Yıl 2002, AK Parti Kurucular Kurulu, halen yürürlükte bulunan parti programını açıklıyor: “Temel insan hak ve özgürlükleri, insanlığın yüzyıllar boyu süren mücadeleleri sonucu elde edilmiş kazanımıdır. Bu özgürlüklerin düzeyi medeni bir toplum olmanın göstergesidir.”
Yıl 2020… Aralık… Dernekler Kanunu Meclis’ten geçiyor. Dernekler Kanunu’nun bütün maddeleri, yeni cezalar getiriyor, eski cezaların ağırlaştırılmasını içeriyor, kayyım ataması bile maddelerin içine girmiş durumda. İzinsiz yardım toplayana 5 bin yerine 100 bin lira ceza...
İzinsiz yardım toplanmasına yardım edenlere 5 bin lira... Yurtdışına yardım yapanlara 5 bin yerine 100 bin lira... Makbuzla, belirli yerlere kutu koyarak, bankalarda hesap açtırarak, yardım pulu çıkararak, eşya piyangosu düzenleyerek, kültürel gösteriler ve sergiler yoluyla, spor gösterileri, gezi ve eğlenceler düzenlemek 5 ila 20 bin lira… İzinsiz toplanan mal ve paralara el konacak…
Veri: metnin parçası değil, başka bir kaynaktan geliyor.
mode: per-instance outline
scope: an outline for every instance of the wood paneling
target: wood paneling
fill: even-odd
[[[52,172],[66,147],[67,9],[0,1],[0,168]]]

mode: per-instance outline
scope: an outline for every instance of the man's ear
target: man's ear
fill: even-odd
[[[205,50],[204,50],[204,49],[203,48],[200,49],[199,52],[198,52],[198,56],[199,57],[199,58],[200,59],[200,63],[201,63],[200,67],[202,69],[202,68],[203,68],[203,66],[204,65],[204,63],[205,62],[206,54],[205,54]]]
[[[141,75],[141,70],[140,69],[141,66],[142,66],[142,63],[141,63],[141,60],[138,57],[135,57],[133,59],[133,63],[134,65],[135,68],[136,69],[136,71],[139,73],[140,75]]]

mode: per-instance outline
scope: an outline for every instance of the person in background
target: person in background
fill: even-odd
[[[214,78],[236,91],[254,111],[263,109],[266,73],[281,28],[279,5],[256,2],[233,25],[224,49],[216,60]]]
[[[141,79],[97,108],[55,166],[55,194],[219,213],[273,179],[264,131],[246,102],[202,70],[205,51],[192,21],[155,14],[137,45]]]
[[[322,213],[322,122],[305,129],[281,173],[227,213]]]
İçişleri Bakanlığı’na ilave olarak diğer bakanlıklar da denetim üstüne denetim yapacak. İçişleri Bakanlığı verilen cezayı yeterli görmezse kayyım atayabilecek. Uzayıp giden bir yasaklar ve cezalar zinciri... Derneklerin varlıklarını sürdürebilmelerini, yani sivil toplum kuruluşlarının faaliyet göstermelerini imkansızlaştırabilecek bir kanunla yüz yüzeyiz.
Dönüyorum, yürürlükte olan AK Parti programına bakıyorum: “Özgürlükler demokrasinin temelini oluşturur. İnsan hakları alanında faaliyet gösteren gönüllü kuruluşların, sivil toplum örgütlerinin görüş ve önerileri dikkate alınacak, devlet organları ile bu kuruluşlar arasında sıkı bir işbirliği oluşturulacaktır.
Düşünce ve ifade özgürlükleri uluslararası standartlar temelinde inşa edilecek, düşünceler özgürce açıklanabilecek, farklılıklar birer zenginlik olarak görülecektir. Başta İnsan Hakları Evrensel Beyannamesi, Avrupa İnsan Hakları Sözleşmesi, Paris Şartı ve Helsinki Nihai Senedi olmak üzere Türkiye’nin taraf olduğu uluslararası sözleşmelerin insan hakları alanında getirdiği standartlar uygulamaya geçirilecektir.”